Pour faire le rapprochement avec mon billet sur les réactions émotionnelles et leur fonction, je dirais qu’il faut réfléchir sur les points suivants: l’importance du comportement de la personne, l’importance de cette personne pour vous, le futur probable si le comportement perturbateur continue, le futur probable si le comportement perturbateur cesse (va t-il y avoir pire ? cette question est essentielle pour savoir comment le système risque d’évoluer). Qu’est ce qui est le plus facile ? S’en accommoder ? Corriger le comportement de manière ferme mais empathique ?

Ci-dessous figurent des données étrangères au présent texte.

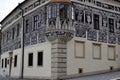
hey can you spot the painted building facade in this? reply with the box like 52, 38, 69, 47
0, 0, 120, 80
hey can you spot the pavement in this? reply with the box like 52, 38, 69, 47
1, 71, 120, 80
68, 71, 120, 80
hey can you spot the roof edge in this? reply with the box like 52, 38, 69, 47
0, 0, 27, 25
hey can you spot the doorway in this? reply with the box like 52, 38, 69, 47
9, 52, 13, 77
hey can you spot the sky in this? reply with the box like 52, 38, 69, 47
0, 0, 25, 22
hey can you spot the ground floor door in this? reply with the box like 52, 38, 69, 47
9, 52, 13, 77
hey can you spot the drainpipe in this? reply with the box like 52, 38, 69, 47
18, 3, 24, 79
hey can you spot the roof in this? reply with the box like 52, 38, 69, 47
0, 0, 27, 24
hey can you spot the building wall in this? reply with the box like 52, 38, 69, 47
67, 0, 120, 76
23, 42, 51, 79
67, 37, 120, 75
1, 49, 22, 77
0, 42, 51, 79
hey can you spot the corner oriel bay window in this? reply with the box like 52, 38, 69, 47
109, 18, 114, 33
94, 14, 100, 30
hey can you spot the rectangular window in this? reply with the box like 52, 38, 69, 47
2, 59, 4, 68
25, 19, 29, 33
12, 28, 15, 40
14, 55, 17, 67
33, 15, 39, 31
38, 52, 43, 66
17, 24, 20, 37
28, 53, 33, 66
109, 18, 114, 33
48, 6, 51, 18
60, 4, 67, 18
6, 31, 9, 42
72, 7, 74, 20
48, 5, 57, 18
5, 58, 7, 68
94, 14, 100, 30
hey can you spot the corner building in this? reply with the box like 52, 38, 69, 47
1, 0, 120, 80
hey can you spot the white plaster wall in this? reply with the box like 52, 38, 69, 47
11, 49, 22, 78
0, 49, 22, 78
67, 37, 120, 75
23, 42, 51, 79
1, 51, 10, 76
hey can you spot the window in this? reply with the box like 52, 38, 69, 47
12, 28, 15, 40
59, 4, 68, 18
5, 58, 7, 68
14, 55, 17, 67
51, 5, 57, 18
6, 31, 9, 42
25, 19, 29, 33
33, 15, 39, 30
48, 4, 57, 18
38, 52, 43, 66
71, 7, 74, 20
109, 18, 114, 33
17, 24, 20, 37
94, 14, 100, 30
2, 59, 4, 68
28, 53, 33, 66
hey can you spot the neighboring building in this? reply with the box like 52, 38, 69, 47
0, 0, 120, 80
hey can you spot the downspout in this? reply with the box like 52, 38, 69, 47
18, 4, 24, 79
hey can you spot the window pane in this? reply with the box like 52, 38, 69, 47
25, 19, 29, 33
94, 14, 99, 30
28, 53, 33, 66
38, 52, 43, 66
5, 58, 7, 68
48, 6, 51, 18
14, 55, 17, 67
51, 5, 57, 18
60, 4, 67, 18
109, 18, 114, 33
12, 28, 15, 40
2, 59, 4, 68
17, 24, 20, 36
33, 15, 39, 30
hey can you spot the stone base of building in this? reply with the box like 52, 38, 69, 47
8, 68, 120, 80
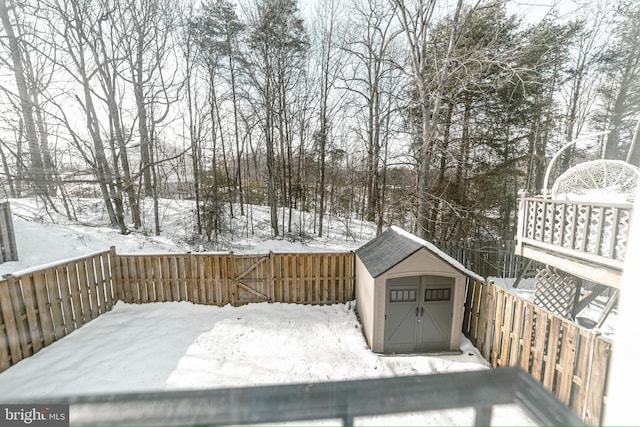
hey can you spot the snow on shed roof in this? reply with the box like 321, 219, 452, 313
355, 226, 485, 282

Ensuite, les émotions peuvent jouer, car vous savez ce que vous voulez et ce qui est le mieux, il faut donc réagir en conséquence. Et la personne, si jamais elle a de mauvaises intentions, saura que vous irez jusqu’aux bout de votre conviction. Elle le saura parce que vous y aurez réfléchi, votre décision sera la meilleure parce que le pour et le contre à été évalué. Votre émotion vous mettra en route, et travaillera à votre service.
J’ai donné pas mal d’informations dans ce message et j’espère que vous m’avez compris. Pour résumer, il vaut mieux agir au mieux en réfléchissant à l’avance, et ensuite être ferme dans ses décisions. En utilisant ses émotions comme moteur.
Vous paraîtrez alors être quelqu’un de sûr, fiable, constant, et qui sait aussi être dur et pardonner, quand c’est utile pour tout le monde.